Y no falta tampoco un empréstito público que la Confederación Argentina
jamás solicitó al Imperio francés, tramitado por un inescrupuloso delirante,
cuñado del canciller, que se honra en escribir varias misivas, nunca
contestadas, en las cuales asegura (entre otras cuestiones): “Desde luego, no
perdí ocasión de desplegar mis dones de mundo entre esta gente y conocí a
sujetos (se refiere a Luis Bonaparte y su séquito) que, mañana, pueden ser de
extrema utilidad para los negocios de la Confederación ”. Empréstito
que provoca al fin que, en diciembre de 1855, el jurista don Juan Bautista
Alberdi —Doctor en Derecho Civil y Canónico y Embajador Plenipotenciario—
declare, solemne, en una carta, su total falta de vinculación (y
responsabilidad) a semejante pedido. Tampoco faltan los barcos negreros y los
motines de a bordo, provocados por los inevitables desórdenes de una belleza
incomparable, la de Jeanne Duval, quien alcanza a salvar el pellejo y amarrar
en la costa de Niza después de haber navegado durante meses desde La Martinica y seduce a
todos con su andar caribeño y su actuación a bocajarro en obritas clandestinas
de vodevil.
El tono paródico, tanto textual como metatextual, se
sostiene en el transcurso de esta novela histórica y de aventuras, con toques
de comedia y de teatro del absurdo debido a la desnuda descripción de los
hechos más tremendos, dolorosos o risibles, a cargo de un narrador omnisciente,
con barroca ironía e inteligente sarcasmo. Hay en El metro
universal esa voz del otro lado que desvaloriza (o valoriza) haciendo
sonreír por réplica y que siempre funciona por la operación semiótica de
invertir el sentido explícito por el más mediato del contexto mnémico.

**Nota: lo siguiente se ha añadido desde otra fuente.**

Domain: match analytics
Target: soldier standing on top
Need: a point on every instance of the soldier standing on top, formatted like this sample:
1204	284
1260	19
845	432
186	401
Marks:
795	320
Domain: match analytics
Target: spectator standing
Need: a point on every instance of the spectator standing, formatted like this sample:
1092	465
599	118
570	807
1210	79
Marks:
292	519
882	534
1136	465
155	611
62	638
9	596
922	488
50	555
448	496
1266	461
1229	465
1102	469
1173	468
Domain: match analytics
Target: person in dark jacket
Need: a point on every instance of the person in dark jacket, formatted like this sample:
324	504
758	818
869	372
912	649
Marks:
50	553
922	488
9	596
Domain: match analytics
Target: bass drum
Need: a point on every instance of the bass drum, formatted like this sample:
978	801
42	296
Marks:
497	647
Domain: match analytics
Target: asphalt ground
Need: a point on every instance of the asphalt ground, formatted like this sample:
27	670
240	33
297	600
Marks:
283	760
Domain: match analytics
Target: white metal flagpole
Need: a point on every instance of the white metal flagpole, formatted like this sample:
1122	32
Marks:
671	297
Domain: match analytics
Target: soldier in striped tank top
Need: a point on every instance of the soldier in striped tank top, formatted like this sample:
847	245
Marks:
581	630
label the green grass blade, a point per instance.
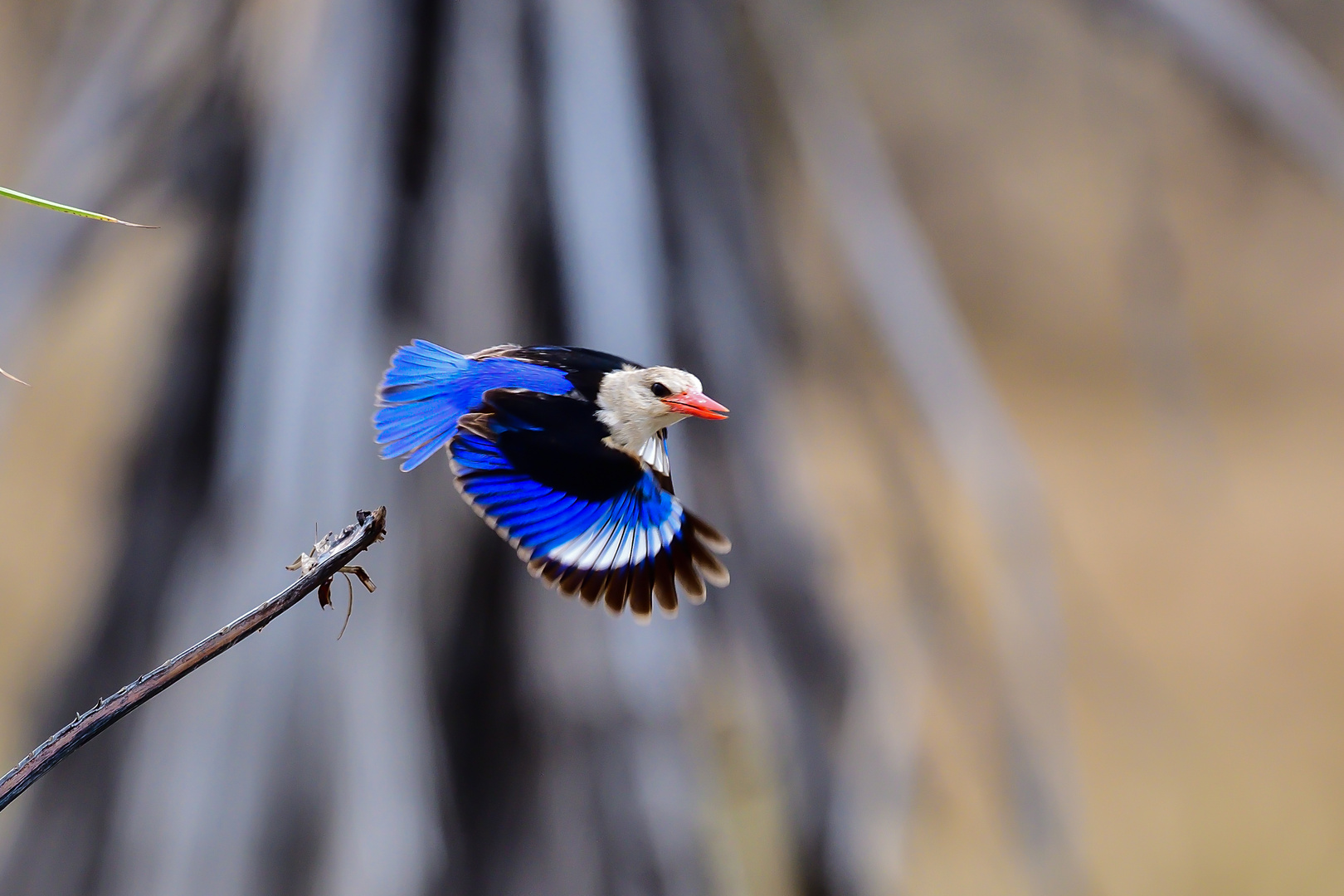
(69, 210)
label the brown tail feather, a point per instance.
(710, 566)
(665, 583)
(641, 592)
(686, 572)
(713, 539)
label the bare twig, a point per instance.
(329, 558)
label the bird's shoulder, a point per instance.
(583, 367)
(557, 441)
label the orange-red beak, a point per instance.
(696, 405)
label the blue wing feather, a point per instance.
(427, 388)
(550, 523)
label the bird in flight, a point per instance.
(563, 453)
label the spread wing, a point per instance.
(426, 388)
(587, 518)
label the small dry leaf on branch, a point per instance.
(308, 561)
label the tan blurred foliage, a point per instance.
(1040, 143)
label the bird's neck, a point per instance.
(631, 434)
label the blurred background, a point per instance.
(1030, 314)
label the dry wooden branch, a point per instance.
(329, 557)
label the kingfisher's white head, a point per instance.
(636, 402)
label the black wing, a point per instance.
(583, 367)
(589, 519)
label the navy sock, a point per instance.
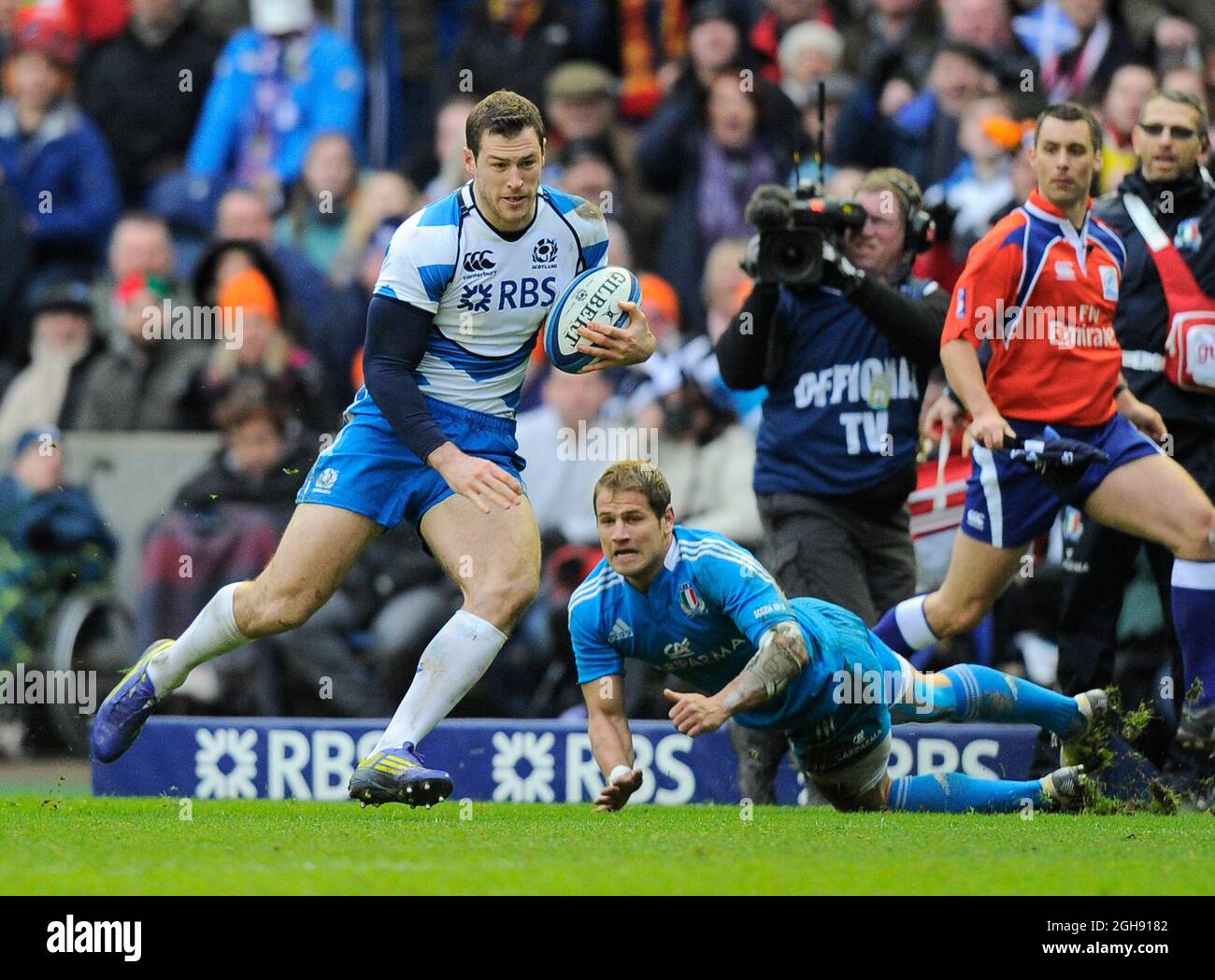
(1194, 618)
(904, 628)
(955, 793)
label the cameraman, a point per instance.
(846, 362)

En definitiva, se trata esta novela del reverso de las
historias universales del canon. Es este, por lo demás, un texto que versa
sobre la vida cotidiana dentro del gran capítulo humano de ese delirio que
construye arquitectura y deconstruye otras cosas y de esa locura que resiste,
piensa y crea para continuar construyendo cultura; en este caso, la del siglo
XIX.
Luis Benítez escoge para El metro universal la
política literaria del mestizaje de géneros (novela histórica, novela de
aventuras, teatro del absurdo y género epistolar) propio de la posmodernidad,
pero él no es posmoderno. Al contrario, el plus de diálogo de sus personajes se
encuentra en aquello americano que se esconde en La Martinica o que llega a
Francia a través de la palabra hueca y retorcida de un negociador delirante e
inescrupuloso, aunque sin credenciales de la Confederación. Se
entremezclan, así, lo universal y lo europeo, lo caribeño y lo rioplatense. Y,
¿por qué no?, la mirada propiamente americana.